Anti-Semitism and the Yellow-Vest Demonstrations Illustrate the Depth of Europe’s Problem

February 20, 2019 | Daniel Johnson
About the author: Daniel Johnson, the founding editor (2008-2018) of the British magazine Standpoint, is now the founding editor of TheArticle and a regular contributor to cultural and political publications in the UK and the U.S.

On Saturday, a group of “yellow-vest” protestors in Paris recognized the philosopher and public intellectual Alain Finkielkraut and turned on him, yelling anti-Semitic epithets. Finkielkraut, who has never hesitated to identify himself as a Jew and a Zionist, has from its inception supported the yellow-vest movement’s criticism of Emmanuel Macron’s economic policies. But this was not the first or only instance of anti-Semitism in the movement—and elsewhere in Europe. Daniel Johnson comments:

As many as 44 percent of self-identified “yellow vests” believe that the world is ruled by Zionists. They see Macron as a puppet of his former employer, the Rothschild bank. Some 22 percent of the French public as a whole agrees with them. . . .

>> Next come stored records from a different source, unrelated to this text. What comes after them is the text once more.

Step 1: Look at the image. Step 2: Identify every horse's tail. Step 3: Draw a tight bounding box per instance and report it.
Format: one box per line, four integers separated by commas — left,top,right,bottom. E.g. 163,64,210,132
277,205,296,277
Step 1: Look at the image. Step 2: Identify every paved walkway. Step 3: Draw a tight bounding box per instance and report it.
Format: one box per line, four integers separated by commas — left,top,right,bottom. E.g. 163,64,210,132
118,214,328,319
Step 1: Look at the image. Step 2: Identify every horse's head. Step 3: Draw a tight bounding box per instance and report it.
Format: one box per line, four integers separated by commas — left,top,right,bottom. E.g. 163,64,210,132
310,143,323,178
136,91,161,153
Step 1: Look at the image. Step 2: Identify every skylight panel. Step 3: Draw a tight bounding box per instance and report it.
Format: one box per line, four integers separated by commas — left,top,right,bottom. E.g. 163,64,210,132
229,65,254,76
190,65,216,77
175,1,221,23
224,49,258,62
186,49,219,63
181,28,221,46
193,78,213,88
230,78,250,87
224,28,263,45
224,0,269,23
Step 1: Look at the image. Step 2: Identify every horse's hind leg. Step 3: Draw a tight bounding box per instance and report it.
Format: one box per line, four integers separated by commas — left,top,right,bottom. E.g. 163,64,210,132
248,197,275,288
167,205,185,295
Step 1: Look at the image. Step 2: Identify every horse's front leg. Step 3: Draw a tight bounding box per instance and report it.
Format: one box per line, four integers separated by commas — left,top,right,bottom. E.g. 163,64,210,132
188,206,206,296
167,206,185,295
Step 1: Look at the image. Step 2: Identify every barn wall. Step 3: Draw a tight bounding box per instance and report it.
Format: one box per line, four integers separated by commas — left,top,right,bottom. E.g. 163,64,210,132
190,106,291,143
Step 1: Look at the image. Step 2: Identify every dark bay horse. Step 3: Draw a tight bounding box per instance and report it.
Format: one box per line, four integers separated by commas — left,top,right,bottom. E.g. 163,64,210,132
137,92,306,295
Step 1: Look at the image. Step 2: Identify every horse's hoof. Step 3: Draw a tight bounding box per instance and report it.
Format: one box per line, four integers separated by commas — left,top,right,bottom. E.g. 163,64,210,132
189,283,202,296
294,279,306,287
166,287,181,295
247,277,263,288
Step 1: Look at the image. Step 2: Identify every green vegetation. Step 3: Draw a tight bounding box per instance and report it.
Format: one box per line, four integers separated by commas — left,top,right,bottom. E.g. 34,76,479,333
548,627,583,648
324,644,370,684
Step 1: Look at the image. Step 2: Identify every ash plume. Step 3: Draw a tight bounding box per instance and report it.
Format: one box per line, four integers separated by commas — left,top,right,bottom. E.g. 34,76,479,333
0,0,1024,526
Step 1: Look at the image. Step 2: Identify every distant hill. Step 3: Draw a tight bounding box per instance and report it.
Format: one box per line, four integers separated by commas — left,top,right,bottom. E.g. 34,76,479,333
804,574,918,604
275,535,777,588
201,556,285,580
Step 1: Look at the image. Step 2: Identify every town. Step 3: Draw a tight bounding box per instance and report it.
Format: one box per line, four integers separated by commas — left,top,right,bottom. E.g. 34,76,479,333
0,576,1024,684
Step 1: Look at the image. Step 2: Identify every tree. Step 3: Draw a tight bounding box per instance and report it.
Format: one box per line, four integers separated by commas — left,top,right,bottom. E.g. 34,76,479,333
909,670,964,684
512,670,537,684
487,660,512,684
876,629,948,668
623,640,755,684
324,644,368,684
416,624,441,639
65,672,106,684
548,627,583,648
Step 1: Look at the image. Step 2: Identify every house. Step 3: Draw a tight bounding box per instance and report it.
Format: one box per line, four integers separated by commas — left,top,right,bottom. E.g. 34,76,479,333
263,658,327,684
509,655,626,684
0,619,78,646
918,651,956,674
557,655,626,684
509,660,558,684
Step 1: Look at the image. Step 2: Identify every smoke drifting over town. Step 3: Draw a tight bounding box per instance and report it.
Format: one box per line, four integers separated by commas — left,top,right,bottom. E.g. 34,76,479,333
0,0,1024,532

[A]ll over Europe, Jews repeatedly tell pollsters that they are experiencing anti-Semitism as a fact of everyday life. Many are considering emigration to Israel or the United States. None feels safe on a continent with a fast-growing Muslim population, many of whom have imported hostile attitudes toward Jews from their countries of origin. The problem, though, goes wider and deeper. Finkielkraut is among those to have criticized the European establishment for its craven attitude toward Islamists and its betrayal of Israel.

What is to be done? Clearly, Europe has done a lousy job of educating young people, whatever their origins. But we are also confused about how to go about this task. A distinguished Jewish academic in America recently told me that the constant reiteration of images of the Holocaust, reinforced by school visits to camps, museums, and memorials, might be counterproductive. “I don’t want people to be indoctrinated with the idea that the Jews can all be killed,” she said. “I want them to see that we are normal people, that Israel is a normal country, that Jews are neither victims nor manipulators, but just like everyone else.”

She has a point. It is essential that Europeans learn about the Holocaust, yet it is not enough. They also need to learn how Jews have survived and flourished since. And that means accepting and, yes, embracing the state of Israel as the Jewish homeland promised by the Balfour Declaration a century ago. A specter is haunting Europe—the specter of anti-Semitism. Unless it is exorcised, it will destroy us.